Welcome! In this lab you will explore **Retrieval Augmented Generation (RAG)**. It is a simple but powerful approach where documents are stored as embeddings, the **most relevant ones** are retrieved for a query, and a language model uses them to generate an answer..

We will:
- Encode a few knowledge base documents as embeddings
- Build a FAISS index for retrieval
- Ask a query, retrieve top documents, and use them as context
- Generate an answer with FLAN-T5

Each cell has only one statement and a brief comment.

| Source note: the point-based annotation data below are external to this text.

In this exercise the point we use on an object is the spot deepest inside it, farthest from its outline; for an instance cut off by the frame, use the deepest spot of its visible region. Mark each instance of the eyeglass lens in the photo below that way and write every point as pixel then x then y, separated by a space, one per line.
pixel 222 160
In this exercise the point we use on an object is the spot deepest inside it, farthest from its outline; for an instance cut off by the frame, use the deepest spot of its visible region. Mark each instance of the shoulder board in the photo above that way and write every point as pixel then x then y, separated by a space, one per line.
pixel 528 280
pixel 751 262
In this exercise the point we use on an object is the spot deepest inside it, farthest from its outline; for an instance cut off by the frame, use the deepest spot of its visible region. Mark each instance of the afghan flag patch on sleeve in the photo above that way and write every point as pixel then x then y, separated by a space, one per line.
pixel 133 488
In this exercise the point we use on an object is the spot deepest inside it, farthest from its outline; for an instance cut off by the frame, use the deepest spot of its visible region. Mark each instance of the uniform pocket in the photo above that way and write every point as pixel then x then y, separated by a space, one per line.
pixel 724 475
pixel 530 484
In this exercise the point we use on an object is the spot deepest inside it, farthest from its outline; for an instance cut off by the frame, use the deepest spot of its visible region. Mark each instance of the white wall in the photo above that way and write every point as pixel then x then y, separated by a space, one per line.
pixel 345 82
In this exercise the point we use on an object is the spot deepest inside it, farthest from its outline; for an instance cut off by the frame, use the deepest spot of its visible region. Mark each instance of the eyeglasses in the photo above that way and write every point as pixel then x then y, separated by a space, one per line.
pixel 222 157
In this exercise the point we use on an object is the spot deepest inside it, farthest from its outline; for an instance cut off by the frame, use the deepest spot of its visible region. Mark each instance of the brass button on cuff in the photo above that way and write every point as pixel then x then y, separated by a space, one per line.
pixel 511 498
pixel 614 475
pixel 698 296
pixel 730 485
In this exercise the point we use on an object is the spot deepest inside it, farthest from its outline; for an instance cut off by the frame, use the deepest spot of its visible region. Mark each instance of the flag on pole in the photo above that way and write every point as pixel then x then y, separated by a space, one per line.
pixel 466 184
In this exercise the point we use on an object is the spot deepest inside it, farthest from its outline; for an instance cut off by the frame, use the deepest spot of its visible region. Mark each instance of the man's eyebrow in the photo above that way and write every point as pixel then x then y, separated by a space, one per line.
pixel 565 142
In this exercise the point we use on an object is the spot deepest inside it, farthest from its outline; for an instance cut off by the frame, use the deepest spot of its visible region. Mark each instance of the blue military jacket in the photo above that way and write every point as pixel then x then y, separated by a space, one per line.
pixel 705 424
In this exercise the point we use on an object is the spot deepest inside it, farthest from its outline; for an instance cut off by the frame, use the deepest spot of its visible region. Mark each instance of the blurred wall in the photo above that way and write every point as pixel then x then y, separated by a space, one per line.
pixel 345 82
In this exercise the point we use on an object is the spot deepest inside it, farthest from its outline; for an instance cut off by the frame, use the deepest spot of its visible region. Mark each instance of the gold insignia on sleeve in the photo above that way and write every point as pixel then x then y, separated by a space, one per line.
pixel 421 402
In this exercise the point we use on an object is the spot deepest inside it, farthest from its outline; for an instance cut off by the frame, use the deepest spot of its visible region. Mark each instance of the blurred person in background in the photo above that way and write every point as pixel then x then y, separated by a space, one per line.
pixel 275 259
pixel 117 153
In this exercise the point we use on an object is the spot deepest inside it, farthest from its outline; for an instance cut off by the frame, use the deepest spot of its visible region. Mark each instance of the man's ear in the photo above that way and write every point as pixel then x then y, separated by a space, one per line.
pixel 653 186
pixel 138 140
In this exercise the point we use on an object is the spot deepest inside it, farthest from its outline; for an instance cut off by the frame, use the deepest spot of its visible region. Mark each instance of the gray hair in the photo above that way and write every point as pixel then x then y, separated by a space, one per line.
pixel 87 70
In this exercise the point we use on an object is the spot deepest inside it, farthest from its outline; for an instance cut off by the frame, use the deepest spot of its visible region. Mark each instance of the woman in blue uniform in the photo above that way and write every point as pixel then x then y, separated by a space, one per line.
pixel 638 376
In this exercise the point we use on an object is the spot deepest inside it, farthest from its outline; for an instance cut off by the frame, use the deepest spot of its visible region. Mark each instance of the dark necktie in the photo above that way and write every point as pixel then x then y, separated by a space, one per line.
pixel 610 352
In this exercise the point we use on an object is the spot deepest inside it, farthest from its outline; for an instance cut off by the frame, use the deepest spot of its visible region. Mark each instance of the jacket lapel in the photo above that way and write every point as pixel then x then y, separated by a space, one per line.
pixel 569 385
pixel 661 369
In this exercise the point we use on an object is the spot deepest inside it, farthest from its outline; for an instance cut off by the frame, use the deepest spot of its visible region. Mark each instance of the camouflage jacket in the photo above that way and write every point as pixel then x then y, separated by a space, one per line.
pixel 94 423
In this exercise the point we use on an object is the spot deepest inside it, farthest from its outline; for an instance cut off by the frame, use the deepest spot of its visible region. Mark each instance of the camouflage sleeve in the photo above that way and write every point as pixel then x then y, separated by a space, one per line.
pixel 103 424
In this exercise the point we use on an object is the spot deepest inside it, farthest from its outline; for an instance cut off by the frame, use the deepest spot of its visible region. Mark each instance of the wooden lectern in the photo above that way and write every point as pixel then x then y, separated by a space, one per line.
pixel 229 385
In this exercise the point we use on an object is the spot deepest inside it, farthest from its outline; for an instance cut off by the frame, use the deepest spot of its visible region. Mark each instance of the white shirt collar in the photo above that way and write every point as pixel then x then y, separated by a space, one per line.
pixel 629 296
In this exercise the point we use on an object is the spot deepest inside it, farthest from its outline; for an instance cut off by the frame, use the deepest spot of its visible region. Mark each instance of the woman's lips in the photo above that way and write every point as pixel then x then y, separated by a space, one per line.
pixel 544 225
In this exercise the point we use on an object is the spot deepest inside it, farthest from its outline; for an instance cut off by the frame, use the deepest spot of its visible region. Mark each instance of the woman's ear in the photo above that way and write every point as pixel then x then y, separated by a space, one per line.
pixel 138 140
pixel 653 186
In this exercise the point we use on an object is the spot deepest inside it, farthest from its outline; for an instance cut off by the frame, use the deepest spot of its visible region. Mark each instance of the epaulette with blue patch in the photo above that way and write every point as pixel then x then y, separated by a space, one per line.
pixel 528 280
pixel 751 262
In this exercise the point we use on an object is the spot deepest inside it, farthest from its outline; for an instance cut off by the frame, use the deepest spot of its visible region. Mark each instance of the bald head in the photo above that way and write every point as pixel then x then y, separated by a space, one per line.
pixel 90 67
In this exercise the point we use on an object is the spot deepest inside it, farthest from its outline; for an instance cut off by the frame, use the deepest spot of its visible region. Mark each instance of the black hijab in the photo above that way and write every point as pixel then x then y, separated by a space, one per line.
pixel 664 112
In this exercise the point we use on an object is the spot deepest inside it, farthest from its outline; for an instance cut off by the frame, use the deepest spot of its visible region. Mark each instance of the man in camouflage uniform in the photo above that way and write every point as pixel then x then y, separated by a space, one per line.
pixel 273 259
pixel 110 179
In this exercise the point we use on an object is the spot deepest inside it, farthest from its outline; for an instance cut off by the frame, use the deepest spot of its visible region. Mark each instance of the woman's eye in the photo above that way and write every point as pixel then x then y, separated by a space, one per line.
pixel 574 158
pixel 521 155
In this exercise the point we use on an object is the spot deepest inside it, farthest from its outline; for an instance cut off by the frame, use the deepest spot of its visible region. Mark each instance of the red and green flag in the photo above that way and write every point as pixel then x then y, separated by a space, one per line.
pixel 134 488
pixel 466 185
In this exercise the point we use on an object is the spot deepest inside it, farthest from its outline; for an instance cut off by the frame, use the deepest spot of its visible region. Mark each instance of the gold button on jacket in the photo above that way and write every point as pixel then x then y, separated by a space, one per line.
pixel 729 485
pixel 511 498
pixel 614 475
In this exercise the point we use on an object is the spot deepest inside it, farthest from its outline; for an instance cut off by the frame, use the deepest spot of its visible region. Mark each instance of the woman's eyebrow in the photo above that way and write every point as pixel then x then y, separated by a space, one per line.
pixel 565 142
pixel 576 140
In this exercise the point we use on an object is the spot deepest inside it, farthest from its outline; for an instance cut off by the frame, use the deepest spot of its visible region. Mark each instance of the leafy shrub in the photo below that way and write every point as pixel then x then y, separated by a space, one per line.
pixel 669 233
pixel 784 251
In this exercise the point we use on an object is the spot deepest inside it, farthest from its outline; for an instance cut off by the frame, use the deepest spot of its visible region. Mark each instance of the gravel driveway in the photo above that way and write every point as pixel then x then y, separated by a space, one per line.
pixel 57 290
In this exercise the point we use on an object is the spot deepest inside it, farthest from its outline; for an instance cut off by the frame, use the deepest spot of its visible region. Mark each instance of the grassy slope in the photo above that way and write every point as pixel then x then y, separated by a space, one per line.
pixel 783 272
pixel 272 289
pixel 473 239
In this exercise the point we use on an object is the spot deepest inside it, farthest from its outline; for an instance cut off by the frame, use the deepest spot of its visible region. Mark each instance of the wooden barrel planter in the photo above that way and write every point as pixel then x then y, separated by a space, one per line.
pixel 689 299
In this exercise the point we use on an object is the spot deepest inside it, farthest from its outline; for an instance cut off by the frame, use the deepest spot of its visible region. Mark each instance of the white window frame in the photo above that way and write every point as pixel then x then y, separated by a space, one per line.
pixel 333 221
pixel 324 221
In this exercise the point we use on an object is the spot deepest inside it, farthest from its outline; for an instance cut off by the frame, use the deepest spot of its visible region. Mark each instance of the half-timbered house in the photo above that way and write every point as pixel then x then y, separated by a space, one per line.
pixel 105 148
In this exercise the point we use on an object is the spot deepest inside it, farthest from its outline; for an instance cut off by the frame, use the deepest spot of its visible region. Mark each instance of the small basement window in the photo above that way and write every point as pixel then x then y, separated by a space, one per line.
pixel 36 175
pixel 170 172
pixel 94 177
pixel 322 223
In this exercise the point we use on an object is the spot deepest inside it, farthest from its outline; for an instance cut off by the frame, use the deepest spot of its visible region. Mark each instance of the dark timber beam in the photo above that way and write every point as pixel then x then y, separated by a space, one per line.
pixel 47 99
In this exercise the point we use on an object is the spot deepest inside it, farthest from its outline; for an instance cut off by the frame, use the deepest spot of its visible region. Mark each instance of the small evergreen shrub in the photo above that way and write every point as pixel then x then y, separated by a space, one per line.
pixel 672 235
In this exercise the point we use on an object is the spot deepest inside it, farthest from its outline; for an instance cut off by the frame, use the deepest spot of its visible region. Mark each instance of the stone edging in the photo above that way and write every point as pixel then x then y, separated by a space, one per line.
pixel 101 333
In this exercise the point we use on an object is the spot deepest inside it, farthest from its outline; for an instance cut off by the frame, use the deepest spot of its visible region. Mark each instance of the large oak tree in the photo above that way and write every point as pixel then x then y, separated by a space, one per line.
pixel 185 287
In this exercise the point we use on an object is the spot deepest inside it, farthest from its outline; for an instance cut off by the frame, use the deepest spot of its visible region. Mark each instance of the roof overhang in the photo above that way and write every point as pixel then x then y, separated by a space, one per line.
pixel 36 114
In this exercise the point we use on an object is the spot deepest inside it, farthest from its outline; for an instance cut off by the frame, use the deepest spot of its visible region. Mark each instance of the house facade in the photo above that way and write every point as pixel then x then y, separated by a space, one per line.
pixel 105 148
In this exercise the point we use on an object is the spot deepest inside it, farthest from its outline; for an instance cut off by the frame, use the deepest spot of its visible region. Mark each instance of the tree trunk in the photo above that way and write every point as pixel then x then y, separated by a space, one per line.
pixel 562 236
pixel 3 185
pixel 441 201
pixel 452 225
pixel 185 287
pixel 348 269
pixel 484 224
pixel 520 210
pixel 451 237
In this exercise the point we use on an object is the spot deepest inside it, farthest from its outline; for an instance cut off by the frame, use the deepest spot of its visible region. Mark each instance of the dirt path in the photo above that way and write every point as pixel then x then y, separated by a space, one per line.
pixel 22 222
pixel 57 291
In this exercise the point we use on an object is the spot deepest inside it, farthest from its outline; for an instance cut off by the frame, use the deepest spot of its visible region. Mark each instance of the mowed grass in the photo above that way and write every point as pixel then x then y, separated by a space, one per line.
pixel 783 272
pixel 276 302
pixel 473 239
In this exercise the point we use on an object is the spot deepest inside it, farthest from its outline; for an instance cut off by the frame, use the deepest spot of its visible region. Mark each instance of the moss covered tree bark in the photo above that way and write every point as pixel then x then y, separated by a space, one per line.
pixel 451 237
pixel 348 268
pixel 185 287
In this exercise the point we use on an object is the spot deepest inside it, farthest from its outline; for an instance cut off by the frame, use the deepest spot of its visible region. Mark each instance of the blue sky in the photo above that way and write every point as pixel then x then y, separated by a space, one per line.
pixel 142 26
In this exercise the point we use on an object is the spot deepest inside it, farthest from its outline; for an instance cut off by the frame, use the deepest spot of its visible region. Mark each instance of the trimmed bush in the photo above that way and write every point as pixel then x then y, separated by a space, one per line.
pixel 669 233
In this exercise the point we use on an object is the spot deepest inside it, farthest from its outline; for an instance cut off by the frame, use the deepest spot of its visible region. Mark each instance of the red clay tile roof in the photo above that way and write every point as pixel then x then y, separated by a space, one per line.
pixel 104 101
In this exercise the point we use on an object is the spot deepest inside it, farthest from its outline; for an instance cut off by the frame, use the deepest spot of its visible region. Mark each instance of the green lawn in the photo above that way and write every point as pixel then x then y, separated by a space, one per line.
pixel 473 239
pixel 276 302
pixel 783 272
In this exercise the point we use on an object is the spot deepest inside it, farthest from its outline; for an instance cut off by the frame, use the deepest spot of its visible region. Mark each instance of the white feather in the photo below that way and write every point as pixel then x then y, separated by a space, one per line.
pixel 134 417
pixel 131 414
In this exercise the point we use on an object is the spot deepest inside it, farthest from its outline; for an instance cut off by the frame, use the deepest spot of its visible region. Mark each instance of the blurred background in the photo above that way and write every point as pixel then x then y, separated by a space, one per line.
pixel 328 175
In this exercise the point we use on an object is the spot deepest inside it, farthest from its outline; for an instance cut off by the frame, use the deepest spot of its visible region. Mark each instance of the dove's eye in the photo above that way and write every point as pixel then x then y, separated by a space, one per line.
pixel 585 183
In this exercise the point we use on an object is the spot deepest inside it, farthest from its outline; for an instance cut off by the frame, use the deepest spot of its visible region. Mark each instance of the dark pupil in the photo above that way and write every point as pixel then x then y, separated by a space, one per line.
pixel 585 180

## Step 1: Install dependencies

In [73]:
!pip -q install sentence-transformers faiss-cpu transformers torch scikit-learn  # install required libraries

## Step 2: Imports

In [74]:
from sentence_transformers import SentenceTransformer  # embedding model

In [75]:
import faiss  # vector index

In [76]:
from transformers import AutoTokenizer, AutoModelForSeq2SeqLM  # flan-t5 model

## Step 3: Knowledge base

In [147]:
docs = ["The AI Demystified class is scheduled on the 12th of September 2025.",
        "The capital of India is New Delhi.",
        "The class location is Cisco office, Mumbai.",
        "The instructor is Jagdish Madhavan."]  # small KB

## Step 4: Embedding model

In [148]:
embedder = SentenceTransformer("all-MiniLM-L6-v2")  # load sentence-transformer

## Step 5: Encode documents

In [149]:
doc_embeddings = embedder.encode(docs)  # vectorize docs

## Step 6: Build FAISS index

In [150]:
index = faiss.IndexFlatL2(doc_embeddings.shape[1])  # index with L2 distance

In [151]:
index.add(doc_embeddings)  # add doc vectors

## Step 7: Load FLAN-T5 model

In [152]:
tokenizer = AutoTokenizer.from_pretrained("google/flan-t5-base")  # tokenizer

In [153]:
model = AutoModelForSeq2SeqLM.from_pretrained("google/flan-t5-base")  # seq2seq model

## Step 8: Ask a question

In [154]:
query = "When is the AI Demystified class?"  # user query

In [155]:
query_vec = embedder.encode([query])  # embed query

In [156]:
scores, idxs = index.search(query_vec, k=3)  # retrieve top 3 docs

In [157]:
print(scores)

[[0.4283187 1.5005453 1.520394 ]]


In [158]:
print(idxs)

[[0 2 3]]


In [159]:
retrieved = [docs[i] for i in idxs[0]]  # fetch retrieved docs

In [160]:
print(retrieved)

['The AI Demystified class is scheduled on the 12th of September 2025.', 'The class location is Cisco office, Mumbai.', 'The instructor is Jagdish Madhavan.']


## Step 9: Build prompt

In [161]:
context = " ".join(retrieved)  # join retrieved docs

In [162]:
prompt = f"Answer the question based on the following notes: {context}. Question: {query}. After giving the fact, add one short helpful suggestion or related remark."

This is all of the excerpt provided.